McDonald’s Sponsors Resilience Training for West Virginia Teenagers
A military veteran trained to assist soldiers with coping mechanisms will share his experience with West Virginia youths courtesy of McDonald’s restaurants.
Duncan Kirkwood, a former 1st lieutenant in the Alabama National Guard, will present a free online resilience training workshop for teenagers across the state at 1:30 p.m. on May 20.
He is the author of “Rerouting: Resilience Tools and Tactics.” Local McDonald’s restaurants owned by the Stoltz family purchased 200 copies of the book, which will be distributed to WPHS students. Some copies will be kept at the school for reference by future students.
McDonald’s is the sponsor of the free workshop.
Kirkwood — whose background is in journalism and public relations — was trained to be a master resilience trainer during 40 hours of instruction over a two-week period by the military. Classes included training in overcoming thinking traps, building a spirit of gratitude, overcoming setbacks and changing how one thinks and approaches life.
There was also a focus on one should “respond” to situations rather than reacting. These are the tenants of resilience, according to Kirkwood.
He would go unit to unit to work with soldiers, and such aid was necessary, Kirkwood said. The military established the training after data showed more soldiers were dying of suicide than from combat action.
Kirkwood said over time he did see the training helping the soldiers over a long-term basis.

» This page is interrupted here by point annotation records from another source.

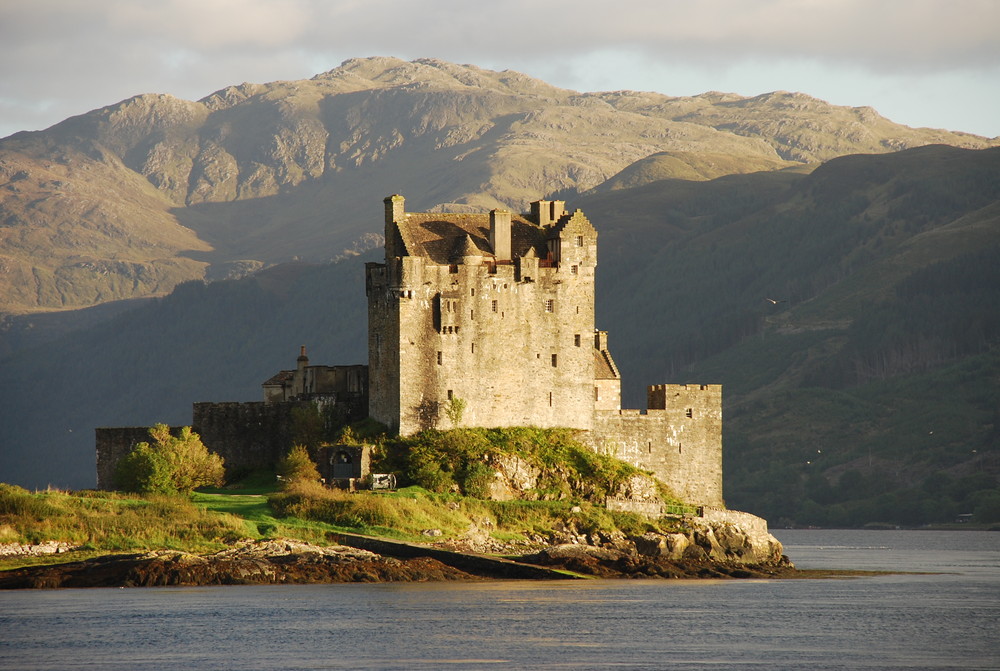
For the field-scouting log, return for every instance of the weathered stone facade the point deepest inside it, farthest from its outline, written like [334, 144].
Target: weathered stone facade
[494, 309]
[480, 320]
[497, 310]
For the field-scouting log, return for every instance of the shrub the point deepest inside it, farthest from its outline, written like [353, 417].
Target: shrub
[297, 465]
[170, 464]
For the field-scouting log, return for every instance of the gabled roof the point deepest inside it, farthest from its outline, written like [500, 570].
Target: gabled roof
[279, 378]
[438, 236]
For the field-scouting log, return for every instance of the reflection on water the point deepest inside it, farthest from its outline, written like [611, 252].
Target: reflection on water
[945, 620]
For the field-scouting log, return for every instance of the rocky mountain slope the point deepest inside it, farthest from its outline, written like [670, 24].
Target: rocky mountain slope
[128, 200]
[867, 393]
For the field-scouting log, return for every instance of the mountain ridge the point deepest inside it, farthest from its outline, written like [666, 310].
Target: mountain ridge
[256, 174]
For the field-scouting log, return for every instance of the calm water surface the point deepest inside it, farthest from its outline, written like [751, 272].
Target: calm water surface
[946, 618]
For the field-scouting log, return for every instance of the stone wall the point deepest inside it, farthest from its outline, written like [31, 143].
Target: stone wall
[680, 442]
[113, 443]
[246, 435]
[514, 340]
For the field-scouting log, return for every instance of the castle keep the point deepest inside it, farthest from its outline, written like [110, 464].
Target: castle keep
[497, 310]
[488, 320]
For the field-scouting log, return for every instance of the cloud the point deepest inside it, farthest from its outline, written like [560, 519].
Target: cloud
[63, 57]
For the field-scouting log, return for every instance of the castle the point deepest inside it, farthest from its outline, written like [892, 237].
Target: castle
[492, 314]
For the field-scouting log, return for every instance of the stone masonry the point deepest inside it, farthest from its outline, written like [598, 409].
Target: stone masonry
[497, 310]
[494, 312]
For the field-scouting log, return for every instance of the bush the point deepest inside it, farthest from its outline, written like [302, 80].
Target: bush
[170, 464]
[297, 465]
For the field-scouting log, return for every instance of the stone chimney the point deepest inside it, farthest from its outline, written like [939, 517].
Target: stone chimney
[395, 211]
[548, 212]
[395, 208]
[500, 234]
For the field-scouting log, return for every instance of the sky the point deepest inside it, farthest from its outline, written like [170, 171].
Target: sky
[933, 63]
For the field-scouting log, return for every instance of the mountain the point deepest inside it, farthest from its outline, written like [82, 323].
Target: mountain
[126, 201]
[869, 393]
[866, 392]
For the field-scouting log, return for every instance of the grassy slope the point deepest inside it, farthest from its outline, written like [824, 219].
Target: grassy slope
[885, 345]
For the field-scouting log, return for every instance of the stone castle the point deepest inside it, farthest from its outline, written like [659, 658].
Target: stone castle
[490, 316]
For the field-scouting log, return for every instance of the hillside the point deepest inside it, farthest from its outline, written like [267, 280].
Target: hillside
[127, 201]
[868, 393]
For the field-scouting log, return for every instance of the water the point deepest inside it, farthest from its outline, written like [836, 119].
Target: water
[946, 620]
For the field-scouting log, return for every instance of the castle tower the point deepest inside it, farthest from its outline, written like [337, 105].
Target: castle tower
[494, 309]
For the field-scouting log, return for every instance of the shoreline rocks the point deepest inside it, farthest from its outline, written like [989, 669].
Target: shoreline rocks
[247, 563]
[699, 548]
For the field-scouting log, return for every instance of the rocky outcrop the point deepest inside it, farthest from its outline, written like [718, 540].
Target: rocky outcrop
[247, 563]
[35, 549]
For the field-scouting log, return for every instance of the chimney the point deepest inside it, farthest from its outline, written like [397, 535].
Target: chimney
[541, 212]
[395, 211]
[395, 208]
[500, 234]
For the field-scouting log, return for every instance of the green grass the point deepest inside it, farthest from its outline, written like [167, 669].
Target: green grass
[109, 522]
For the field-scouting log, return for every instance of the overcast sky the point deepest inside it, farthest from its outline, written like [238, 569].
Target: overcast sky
[919, 62]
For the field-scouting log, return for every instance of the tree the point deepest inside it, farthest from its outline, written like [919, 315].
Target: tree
[169, 464]
[298, 465]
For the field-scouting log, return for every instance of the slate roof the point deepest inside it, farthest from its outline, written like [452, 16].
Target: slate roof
[437, 236]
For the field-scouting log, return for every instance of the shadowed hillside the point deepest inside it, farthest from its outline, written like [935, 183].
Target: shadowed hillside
[868, 392]
[128, 200]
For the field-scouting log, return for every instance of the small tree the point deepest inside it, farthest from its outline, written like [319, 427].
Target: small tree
[298, 465]
[169, 464]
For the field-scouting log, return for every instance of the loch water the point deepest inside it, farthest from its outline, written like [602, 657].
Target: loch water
[943, 613]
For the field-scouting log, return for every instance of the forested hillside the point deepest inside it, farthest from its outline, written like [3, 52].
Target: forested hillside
[871, 390]
[128, 200]
[868, 392]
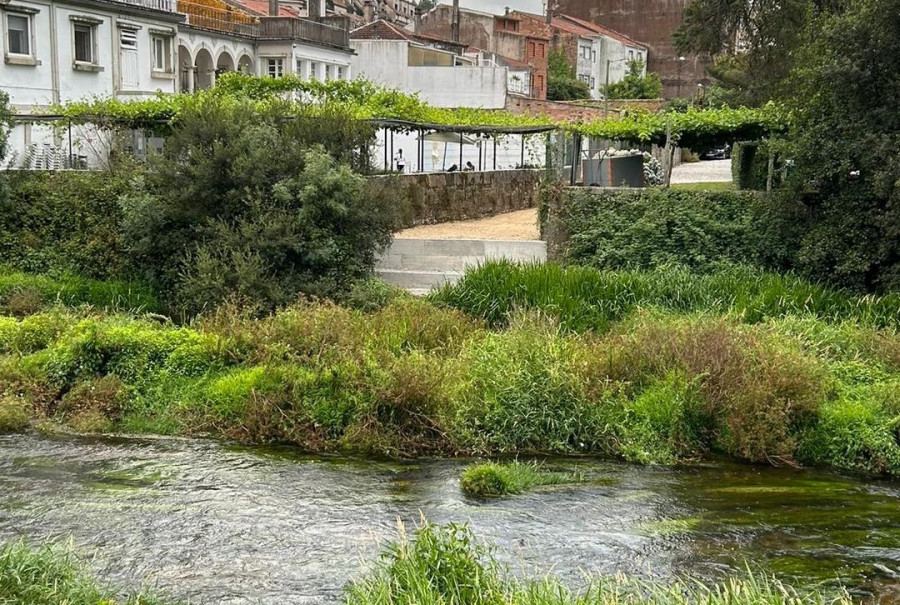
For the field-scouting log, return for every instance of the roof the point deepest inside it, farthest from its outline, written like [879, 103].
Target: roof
[260, 8]
[380, 30]
[604, 31]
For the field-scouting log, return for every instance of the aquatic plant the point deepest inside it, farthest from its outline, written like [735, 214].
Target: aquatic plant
[47, 575]
[489, 479]
[444, 565]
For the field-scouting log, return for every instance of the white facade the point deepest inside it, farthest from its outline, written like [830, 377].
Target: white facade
[607, 53]
[388, 62]
[56, 51]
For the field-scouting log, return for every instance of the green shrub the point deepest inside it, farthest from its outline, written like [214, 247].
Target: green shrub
[65, 221]
[14, 415]
[491, 479]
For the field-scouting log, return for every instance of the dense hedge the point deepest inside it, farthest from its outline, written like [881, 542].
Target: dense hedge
[63, 221]
[647, 228]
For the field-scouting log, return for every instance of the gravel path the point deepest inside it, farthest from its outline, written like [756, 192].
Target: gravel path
[520, 225]
[712, 171]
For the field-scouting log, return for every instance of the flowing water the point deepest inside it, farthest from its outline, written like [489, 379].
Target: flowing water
[216, 524]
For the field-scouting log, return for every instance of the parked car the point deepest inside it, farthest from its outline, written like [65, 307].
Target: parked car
[720, 152]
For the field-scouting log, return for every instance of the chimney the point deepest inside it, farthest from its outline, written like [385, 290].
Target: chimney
[315, 9]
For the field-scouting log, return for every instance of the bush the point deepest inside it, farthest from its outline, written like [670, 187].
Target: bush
[65, 221]
[644, 229]
[491, 479]
[249, 205]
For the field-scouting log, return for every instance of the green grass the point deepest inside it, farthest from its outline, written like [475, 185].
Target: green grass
[582, 298]
[628, 366]
[447, 565]
[24, 294]
[46, 575]
[717, 186]
[491, 479]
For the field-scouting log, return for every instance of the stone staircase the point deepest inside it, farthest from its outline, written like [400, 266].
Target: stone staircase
[418, 265]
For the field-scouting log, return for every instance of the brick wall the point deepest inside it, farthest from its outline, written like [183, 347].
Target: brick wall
[455, 196]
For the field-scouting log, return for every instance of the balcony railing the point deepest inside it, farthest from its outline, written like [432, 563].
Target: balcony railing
[289, 28]
[226, 20]
[161, 5]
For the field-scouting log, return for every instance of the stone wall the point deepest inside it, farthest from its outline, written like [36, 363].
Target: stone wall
[442, 197]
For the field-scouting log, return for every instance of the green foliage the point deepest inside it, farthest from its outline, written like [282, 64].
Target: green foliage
[65, 221]
[636, 84]
[649, 228]
[244, 203]
[362, 100]
[48, 575]
[24, 294]
[582, 298]
[844, 142]
[491, 479]
[444, 565]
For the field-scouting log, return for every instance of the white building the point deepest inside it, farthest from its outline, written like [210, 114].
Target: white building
[57, 51]
[437, 70]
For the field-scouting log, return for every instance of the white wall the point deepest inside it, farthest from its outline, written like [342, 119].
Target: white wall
[386, 62]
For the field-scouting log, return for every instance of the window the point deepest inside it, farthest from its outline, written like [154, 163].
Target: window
[275, 68]
[162, 53]
[18, 34]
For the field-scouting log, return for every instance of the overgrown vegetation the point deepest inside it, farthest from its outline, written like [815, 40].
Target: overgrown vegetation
[54, 576]
[437, 565]
[491, 479]
[447, 564]
[649, 368]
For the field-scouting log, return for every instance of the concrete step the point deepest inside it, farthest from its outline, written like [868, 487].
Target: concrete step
[418, 281]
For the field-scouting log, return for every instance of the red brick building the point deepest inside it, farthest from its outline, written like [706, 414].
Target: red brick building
[652, 22]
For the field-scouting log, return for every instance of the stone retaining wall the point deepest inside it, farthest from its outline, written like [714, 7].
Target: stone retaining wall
[442, 197]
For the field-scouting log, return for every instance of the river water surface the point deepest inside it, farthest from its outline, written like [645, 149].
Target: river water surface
[216, 524]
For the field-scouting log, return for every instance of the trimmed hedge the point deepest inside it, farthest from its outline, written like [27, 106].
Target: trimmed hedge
[63, 221]
[648, 228]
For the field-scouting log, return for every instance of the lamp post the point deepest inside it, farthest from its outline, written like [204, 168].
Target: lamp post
[606, 90]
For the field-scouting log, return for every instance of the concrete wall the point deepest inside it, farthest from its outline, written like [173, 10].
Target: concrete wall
[387, 62]
[651, 22]
[455, 196]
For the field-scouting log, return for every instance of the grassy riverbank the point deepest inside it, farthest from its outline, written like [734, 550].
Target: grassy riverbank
[438, 565]
[649, 367]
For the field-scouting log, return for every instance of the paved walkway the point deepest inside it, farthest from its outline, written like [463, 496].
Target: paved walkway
[520, 225]
[712, 171]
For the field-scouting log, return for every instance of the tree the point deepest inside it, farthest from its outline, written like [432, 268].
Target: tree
[845, 139]
[636, 85]
[246, 200]
[562, 85]
[753, 42]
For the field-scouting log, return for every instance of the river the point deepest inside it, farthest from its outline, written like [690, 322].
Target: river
[214, 523]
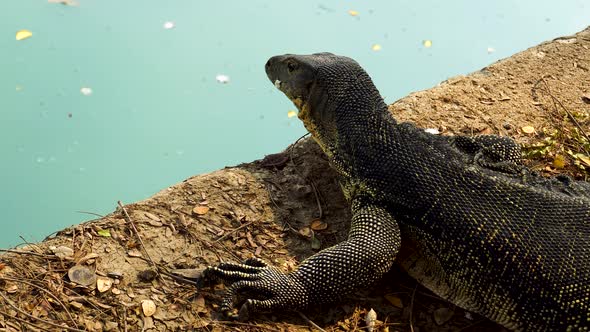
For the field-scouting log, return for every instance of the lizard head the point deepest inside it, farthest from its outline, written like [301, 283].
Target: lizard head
[319, 85]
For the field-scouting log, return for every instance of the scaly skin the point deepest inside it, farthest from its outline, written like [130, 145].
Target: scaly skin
[461, 215]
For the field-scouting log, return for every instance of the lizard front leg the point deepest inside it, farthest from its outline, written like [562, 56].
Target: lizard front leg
[367, 254]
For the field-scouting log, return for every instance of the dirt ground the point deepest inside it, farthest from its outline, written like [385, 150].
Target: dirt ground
[116, 273]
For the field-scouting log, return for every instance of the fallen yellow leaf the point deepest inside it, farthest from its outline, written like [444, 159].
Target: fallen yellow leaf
[584, 159]
[201, 209]
[559, 161]
[23, 34]
[376, 47]
[149, 307]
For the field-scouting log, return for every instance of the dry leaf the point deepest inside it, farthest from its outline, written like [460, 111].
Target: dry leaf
[396, 301]
[584, 159]
[370, 320]
[62, 252]
[81, 275]
[148, 307]
[104, 233]
[151, 216]
[76, 305]
[199, 304]
[315, 243]
[559, 161]
[86, 258]
[11, 288]
[134, 253]
[103, 284]
[318, 225]
[201, 209]
[305, 231]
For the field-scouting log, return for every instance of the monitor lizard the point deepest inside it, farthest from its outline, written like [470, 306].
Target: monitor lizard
[460, 214]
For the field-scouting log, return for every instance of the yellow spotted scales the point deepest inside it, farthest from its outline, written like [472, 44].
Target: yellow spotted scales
[459, 214]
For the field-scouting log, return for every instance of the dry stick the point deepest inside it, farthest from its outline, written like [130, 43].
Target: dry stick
[24, 321]
[151, 261]
[310, 322]
[412, 308]
[46, 291]
[26, 253]
[233, 231]
[91, 213]
[315, 190]
[571, 116]
[136, 232]
[37, 318]
[229, 322]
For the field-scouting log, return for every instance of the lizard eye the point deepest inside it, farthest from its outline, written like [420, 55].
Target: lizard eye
[291, 66]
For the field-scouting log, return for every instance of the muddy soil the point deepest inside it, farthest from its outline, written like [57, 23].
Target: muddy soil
[116, 273]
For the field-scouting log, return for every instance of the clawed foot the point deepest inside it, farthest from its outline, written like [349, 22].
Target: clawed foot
[266, 288]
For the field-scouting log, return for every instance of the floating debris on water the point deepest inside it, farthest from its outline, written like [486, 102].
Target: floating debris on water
[23, 34]
[86, 91]
[64, 2]
[222, 78]
[169, 25]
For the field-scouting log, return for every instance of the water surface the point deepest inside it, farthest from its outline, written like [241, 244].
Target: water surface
[157, 114]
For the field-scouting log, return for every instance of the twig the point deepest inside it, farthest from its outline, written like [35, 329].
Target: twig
[24, 321]
[229, 322]
[37, 318]
[566, 110]
[151, 261]
[310, 322]
[91, 213]
[46, 291]
[233, 231]
[26, 253]
[315, 190]
[412, 308]
[136, 232]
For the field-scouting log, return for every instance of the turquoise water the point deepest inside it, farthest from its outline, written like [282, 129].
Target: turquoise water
[157, 114]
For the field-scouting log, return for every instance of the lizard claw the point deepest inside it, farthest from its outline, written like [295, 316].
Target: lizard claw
[265, 288]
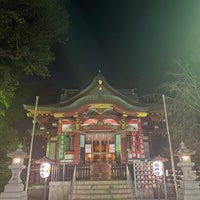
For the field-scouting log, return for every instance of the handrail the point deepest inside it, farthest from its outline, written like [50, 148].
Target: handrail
[129, 179]
[72, 184]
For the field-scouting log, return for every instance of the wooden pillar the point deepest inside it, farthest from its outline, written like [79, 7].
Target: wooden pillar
[123, 148]
[77, 148]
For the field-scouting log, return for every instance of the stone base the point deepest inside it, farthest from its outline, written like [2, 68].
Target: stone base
[59, 190]
[13, 191]
[13, 195]
[14, 187]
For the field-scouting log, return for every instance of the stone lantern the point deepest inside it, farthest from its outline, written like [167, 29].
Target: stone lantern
[189, 187]
[15, 188]
[185, 162]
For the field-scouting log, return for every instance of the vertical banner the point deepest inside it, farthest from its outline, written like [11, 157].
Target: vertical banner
[141, 146]
[62, 146]
[134, 149]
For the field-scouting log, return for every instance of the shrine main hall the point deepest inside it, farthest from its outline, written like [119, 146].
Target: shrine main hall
[96, 124]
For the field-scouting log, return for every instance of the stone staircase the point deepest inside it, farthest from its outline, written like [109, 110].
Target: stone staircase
[102, 189]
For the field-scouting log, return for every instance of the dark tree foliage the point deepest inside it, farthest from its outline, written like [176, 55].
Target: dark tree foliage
[183, 106]
[28, 30]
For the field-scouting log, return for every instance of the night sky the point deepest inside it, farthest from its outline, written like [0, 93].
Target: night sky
[132, 42]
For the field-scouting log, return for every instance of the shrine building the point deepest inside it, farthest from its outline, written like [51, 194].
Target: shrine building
[96, 124]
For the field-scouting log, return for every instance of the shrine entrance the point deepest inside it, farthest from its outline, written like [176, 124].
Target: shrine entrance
[100, 147]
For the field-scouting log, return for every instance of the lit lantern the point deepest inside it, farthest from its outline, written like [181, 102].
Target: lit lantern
[45, 169]
[15, 188]
[184, 154]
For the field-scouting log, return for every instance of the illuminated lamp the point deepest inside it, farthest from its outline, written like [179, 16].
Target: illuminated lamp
[184, 154]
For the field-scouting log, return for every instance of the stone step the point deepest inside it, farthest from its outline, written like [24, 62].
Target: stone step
[102, 189]
[101, 196]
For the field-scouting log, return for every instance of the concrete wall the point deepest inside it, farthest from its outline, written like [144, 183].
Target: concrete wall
[59, 190]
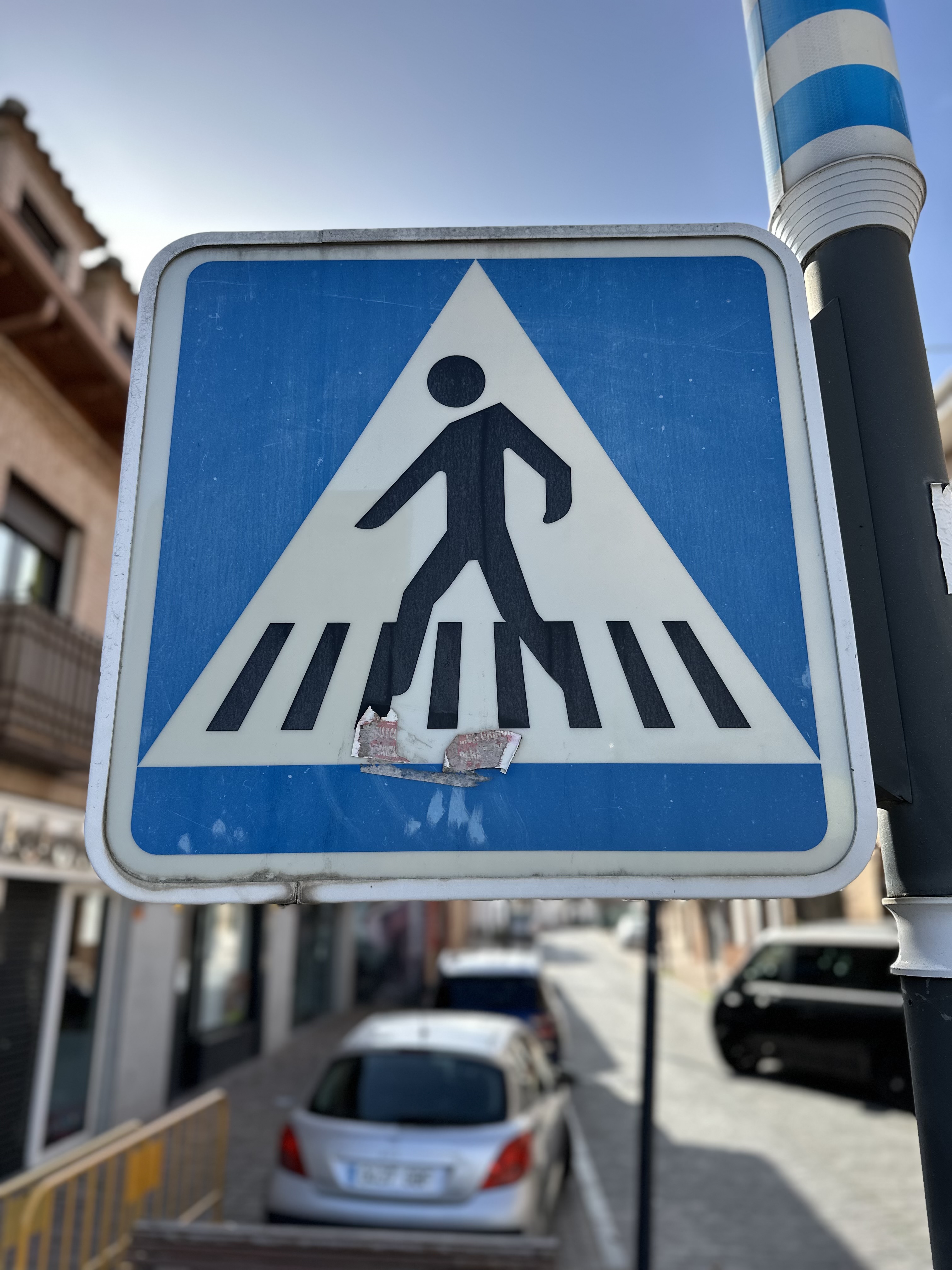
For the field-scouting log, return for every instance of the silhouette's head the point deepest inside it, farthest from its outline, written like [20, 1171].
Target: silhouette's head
[456, 381]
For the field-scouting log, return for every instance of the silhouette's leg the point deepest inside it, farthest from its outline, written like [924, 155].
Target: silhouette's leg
[400, 642]
[554, 644]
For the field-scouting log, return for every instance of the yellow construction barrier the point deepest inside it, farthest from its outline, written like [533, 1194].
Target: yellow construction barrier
[16, 1191]
[173, 1169]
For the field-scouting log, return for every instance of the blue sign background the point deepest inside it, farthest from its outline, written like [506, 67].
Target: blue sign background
[671, 364]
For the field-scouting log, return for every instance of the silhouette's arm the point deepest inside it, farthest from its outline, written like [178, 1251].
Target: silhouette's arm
[557, 473]
[404, 488]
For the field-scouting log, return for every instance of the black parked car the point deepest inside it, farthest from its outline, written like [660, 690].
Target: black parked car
[818, 1004]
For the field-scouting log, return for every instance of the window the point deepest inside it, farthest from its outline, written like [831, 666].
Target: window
[497, 994]
[315, 948]
[824, 966]
[412, 1088]
[41, 232]
[32, 548]
[225, 976]
[74, 1046]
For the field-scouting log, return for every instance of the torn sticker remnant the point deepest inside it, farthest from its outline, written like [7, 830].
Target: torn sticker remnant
[375, 740]
[474, 750]
[422, 774]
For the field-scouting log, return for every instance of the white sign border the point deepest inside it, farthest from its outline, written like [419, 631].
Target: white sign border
[263, 879]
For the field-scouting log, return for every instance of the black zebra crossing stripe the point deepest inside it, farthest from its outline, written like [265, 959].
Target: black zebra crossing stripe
[724, 709]
[309, 699]
[644, 688]
[242, 695]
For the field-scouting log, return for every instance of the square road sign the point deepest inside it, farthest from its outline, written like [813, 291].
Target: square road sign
[478, 563]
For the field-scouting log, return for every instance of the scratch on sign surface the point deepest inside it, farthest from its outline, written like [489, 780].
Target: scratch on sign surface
[418, 774]
[474, 750]
[942, 511]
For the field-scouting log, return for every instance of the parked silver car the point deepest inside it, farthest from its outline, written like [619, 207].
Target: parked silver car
[434, 1119]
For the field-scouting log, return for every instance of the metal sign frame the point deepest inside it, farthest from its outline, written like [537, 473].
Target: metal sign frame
[442, 876]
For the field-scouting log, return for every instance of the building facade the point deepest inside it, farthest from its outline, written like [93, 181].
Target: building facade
[111, 1009]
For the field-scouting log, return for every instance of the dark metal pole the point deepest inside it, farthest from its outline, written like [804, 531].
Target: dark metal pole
[647, 1130]
[846, 196]
[887, 451]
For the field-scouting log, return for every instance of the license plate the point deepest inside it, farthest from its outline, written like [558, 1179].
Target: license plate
[397, 1179]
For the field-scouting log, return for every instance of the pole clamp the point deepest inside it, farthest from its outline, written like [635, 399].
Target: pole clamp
[925, 926]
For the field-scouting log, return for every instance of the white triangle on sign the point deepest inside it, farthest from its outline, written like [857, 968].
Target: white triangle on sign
[604, 562]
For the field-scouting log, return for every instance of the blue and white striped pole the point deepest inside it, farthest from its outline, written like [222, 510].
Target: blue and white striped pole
[846, 196]
[835, 131]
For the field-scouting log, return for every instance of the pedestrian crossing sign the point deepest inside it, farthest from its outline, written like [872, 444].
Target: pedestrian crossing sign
[478, 563]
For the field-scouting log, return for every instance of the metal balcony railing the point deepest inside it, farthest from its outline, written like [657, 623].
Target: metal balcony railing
[49, 679]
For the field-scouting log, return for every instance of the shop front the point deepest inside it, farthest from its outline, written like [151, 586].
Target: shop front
[218, 993]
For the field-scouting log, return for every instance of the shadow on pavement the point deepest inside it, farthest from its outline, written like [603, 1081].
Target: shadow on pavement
[715, 1208]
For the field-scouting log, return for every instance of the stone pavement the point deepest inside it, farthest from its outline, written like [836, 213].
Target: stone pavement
[261, 1093]
[751, 1174]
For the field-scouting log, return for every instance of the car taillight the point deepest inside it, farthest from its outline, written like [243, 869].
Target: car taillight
[512, 1164]
[290, 1153]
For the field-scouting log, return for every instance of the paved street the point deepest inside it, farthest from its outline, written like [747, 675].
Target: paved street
[751, 1174]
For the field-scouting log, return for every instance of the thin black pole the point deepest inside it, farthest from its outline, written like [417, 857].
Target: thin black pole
[643, 1246]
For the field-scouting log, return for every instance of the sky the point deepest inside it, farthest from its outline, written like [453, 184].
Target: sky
[169, 118]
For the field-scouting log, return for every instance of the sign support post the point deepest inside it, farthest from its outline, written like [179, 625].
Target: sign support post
[846, 195]
[647, 1130]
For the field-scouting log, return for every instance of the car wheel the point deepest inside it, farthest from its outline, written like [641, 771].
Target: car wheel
[739, 1055]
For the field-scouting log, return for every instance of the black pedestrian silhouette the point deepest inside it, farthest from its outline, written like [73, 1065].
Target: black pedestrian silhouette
[470, 451]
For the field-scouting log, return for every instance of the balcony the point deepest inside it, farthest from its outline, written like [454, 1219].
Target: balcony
[49, 679]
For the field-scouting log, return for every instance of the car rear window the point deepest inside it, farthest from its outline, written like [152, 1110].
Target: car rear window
[412, 1088]
[824, 966]
[498, 994]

“I carried that with me. That was really the genesis to launch this going forward, to help people become the best version of themselves they can be.”
WPHS Principal Meredith Dailer welcomed Kirkwood to the school for a visit on Thursday, along with Ross and Bob Stoltz, owners of local McDonald’s restaurants, and Wheeling Councilman Ben Seidler.
Dailer noted that WPHS is one of only a few high schools in West Virginia that employs a full-time mental health specialist, Dr. Jill Maloney. She has worked in the school system four years ago.
“We believe this idea of resiliency and overcoming adversity is a strong piece as they move into adulthood,” Dailer said.
Bob Stoltz said his family operates 11 McDonald’s restaurants across the Ohio Valley.
“In our restaurants, we work with many young people across the area. And over the last year we have seen how much the pandemic has taken a toll on them — on their ability to face obstacles and overcome challenges with grace,” he said.
This inspired the restaurants to reach out to Kirkwood, then make his workshops free and virtual to students across the state, according to Stoltz.
The city of Wheeling was thanked for partnering with organizers for the project.
“In the world we are living in, we are fighting through a pandemic — hopefully an ‘end-emic,'” Seidler said. “We are also in the middle of a drug epidemic. These are things that knock us down in life, and resilience is so important. And it is important that we help people find success under failure.
There are 1,000 slots available for the virtual workshop, and more can be added if needed, according to Kirkwood. Pre-registration is available at www.tinyurl.com/99j9nctz.